Tal lenda nos remete à Alta Idade Média, e tem uma narrativa bem rica em acontecimentos. É uma trama bem movimentada, com muitas reviravoltas e fatos que conduzem bruscamente para vários lados, criando uma narrativa de ação, muito mais do que de aprofundamento e análise de personagens, o que, muitas vezes, ao menos na versão que eu li – uma edição da editora Francisco Alves, vigésima edição, de 2007, com tradução de Maria do Anjo Braamcamp Figueiredo -, torne os diálogos e as relações de causa e efeito do que se lê bem pueris e superficiais.

Richard Wagner, compositor alemão, avançou com sua arte total e inovou na ópera, com uma intensidade que revolucionou a experiência operística, com um envolvimento total deste artista na confecção e montagem destas óperas, o que nem Wolfgang Amadeus Mozart ou Giuseppe Verdi tinham feito. Wagner escrevia os libretos, buscava os cantores, regia e até criou um teatro de ópera.

Wagner chega a escrever um ensaio chamado A obra de arte do futuro, em que articula a sua ideia de ópera como expressão do que ele vai chamar de “obra de arte total”. O drama musical aparece aqui como algo capaz de conjugar, simultaneamente, diferentes formas de expressão artística, indo da poesia à música, e passando por aspectos cênicos.
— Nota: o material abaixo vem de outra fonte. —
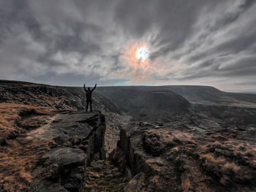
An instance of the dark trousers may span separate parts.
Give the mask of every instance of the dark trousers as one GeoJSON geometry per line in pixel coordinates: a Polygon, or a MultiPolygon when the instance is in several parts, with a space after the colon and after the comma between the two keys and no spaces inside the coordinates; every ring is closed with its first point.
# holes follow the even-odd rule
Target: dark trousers
{"type": "Polygon", "coordinates": [[[90,105],[90,110],[92,112],[92,108],[91,108],[91,103],[92,100],[91,99],[87,99],[86,100],[86,112],[88,111],[88,107],[90,105]]]}

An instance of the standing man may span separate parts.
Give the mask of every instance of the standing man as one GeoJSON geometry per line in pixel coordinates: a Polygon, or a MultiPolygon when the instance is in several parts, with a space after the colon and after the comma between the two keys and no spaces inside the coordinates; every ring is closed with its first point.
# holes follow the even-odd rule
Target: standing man
{"type": "Polygon", "coordinates": [[[91,93],[92,91],[94,91],[94,89],[96,88],[97,84],[95,84],[94,88],[91,90],[90,88],[88,88],[88,89],[86,90],[86,84],[83,84],[83,88],[84,91],[86,91],[86,112],[88,111],[88,107],[90,104],[90,110],[91,112],[92,112],[92,109],[91,109],[91,103],[92,103],[92,99],[91,99],[91,93]]]}

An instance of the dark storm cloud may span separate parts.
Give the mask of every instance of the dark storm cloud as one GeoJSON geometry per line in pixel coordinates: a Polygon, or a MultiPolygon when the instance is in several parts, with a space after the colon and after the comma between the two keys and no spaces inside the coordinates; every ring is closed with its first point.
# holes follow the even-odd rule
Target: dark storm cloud
{"type": "Polygon", "coordinates": [[[253,0],[2,0],[0,79],[252,86],[255,12],[253,0]],[[150,46],[144,71],[124,61],[131,41],[150,46]]]}

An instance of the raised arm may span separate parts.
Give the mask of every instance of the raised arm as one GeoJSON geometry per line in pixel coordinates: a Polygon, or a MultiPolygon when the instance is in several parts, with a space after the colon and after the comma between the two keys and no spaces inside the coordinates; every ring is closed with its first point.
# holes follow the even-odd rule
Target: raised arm
{"type": "Polygon", "coordinates": [[[83,88],[84,88],[84,91],[86,91],[86,93],[87,92],[86,91],[86,84],[83,84],[83,88]]]}
{"type": "Polygon", "coordinates": [[[91,91],[94,91],[94,89],[96,88],[96,87],[97,87],[97,84],[95,84],[95,86],[94,86],[94,88],[91,90],[91,91]]]}

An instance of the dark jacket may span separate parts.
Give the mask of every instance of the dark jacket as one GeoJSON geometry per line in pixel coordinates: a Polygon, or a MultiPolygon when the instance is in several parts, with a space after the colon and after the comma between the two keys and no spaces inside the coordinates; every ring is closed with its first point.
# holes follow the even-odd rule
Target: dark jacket
{"type": "Polygon", "coordinates": [[[86,91],[86,100],[91,101],[91,94],[92,94],[92,92],[94,91],[94,89],[96,88],[96,85],[94,88],[91,90],[86,90],[86,87],[83,87],[83,88],[84,88],[84,91],[86,91]]]}

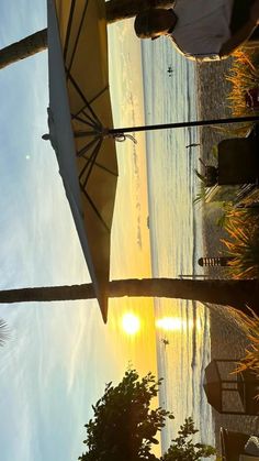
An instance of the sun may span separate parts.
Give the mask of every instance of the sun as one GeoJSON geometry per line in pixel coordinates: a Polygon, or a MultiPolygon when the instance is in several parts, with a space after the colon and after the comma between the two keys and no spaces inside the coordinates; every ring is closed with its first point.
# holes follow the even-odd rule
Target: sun
{"type": "Polygon", "coordinates": [[[140,328],[139,317],[134,314],[124,314],[122,318],[122,328],[127,334],[136,334],[140,328]]]}

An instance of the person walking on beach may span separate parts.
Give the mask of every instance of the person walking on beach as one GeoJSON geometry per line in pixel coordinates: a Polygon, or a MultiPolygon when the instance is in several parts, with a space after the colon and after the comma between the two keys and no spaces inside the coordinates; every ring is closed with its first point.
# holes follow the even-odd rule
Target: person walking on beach
{"type": "Polygon", "coordinates": [[[169,36],[187,58],[214,61],[245,43],[259,45],[258,24],[259,0],[177,0],[138,13],[134,28],[139,39],[169,36]]]}

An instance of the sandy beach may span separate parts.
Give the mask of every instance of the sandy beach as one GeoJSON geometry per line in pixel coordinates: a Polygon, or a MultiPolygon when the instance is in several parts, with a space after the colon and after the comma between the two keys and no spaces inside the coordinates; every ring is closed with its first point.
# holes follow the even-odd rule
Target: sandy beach
{"type": "MultiPolygon", "coordinates": [[[[225,75],[229,72],[232,59],[215,63],[198,64],[198,95],[200,119],[227,118],[230,116],[227,95],[230,84],[225,75]]],[[[215,164],[212,155],[213,145],[226,138],[216,129],[201,128],[202,157],[206,163],[215,164]]],[[[215,224],[218,208],[213,204],[204,207],[204,243],[206,255],[218,255],[223,245],[223,231],[215,224]]],[[[211,276],[223,276],[211,270],[211,276]]],[[[240,359],[244,356],[247,340],[233,316],[226,308],[211,306],[211,354],[212,359],[240,359]]],[[[254,416],[219,415],[213,410],[215,421],[216,446],[218,448],[219,427],[246,433],[259,435],[259,418],[254,416]]]]}

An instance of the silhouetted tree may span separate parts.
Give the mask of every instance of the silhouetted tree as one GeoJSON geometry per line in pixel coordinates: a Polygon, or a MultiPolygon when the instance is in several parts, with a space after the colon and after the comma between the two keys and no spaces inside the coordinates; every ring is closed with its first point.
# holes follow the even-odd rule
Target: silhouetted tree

E na sua busca que explora a poesia germânica e nórdica, há a produção de um material operístico que tenta traduzir ideias místicas sobre o amor e a identidade alemã.

Quando Wagner já havia concluído em 1852 o libreto do ciclo de quatro óperas de O Anel dos Nibelungos, e composto em 1857 as duas primeiras óperas de O Ouro do Reno e A Valquíria, além da terceira parte de Siegfried, esse ano de 1857 foi quando, também, se apaixonou por uma mulher casada, a poetisa alemã Mathilde Wesendonck (1828-1902), que virou a sua musa inspiradora de Tristão e Isolda, a sua versão operística da lenda de origens celtas.

Uma ópera que coloca em prática o leitmotiv, quebrando os limites da tonalidade, invadindo tudo com a sua intensidade sonora, e todo o amor trágico de Tristão e Isolda é sentido nesta obra de arte total, com ricas texturas harmônicas que se expandem, e esta expansão sonora testa os limites da tonalidade, ficando aberto o caminho para as futuras óperas atonais modernas. Wagner foi a experiência que esgotou todos os limites do romantismo musical, que dali em diante foi implodido e veio a modernidade. Era o fim da harmonia convencional e da tonalidade.

Gustavo Bastos, filósofo e escritor.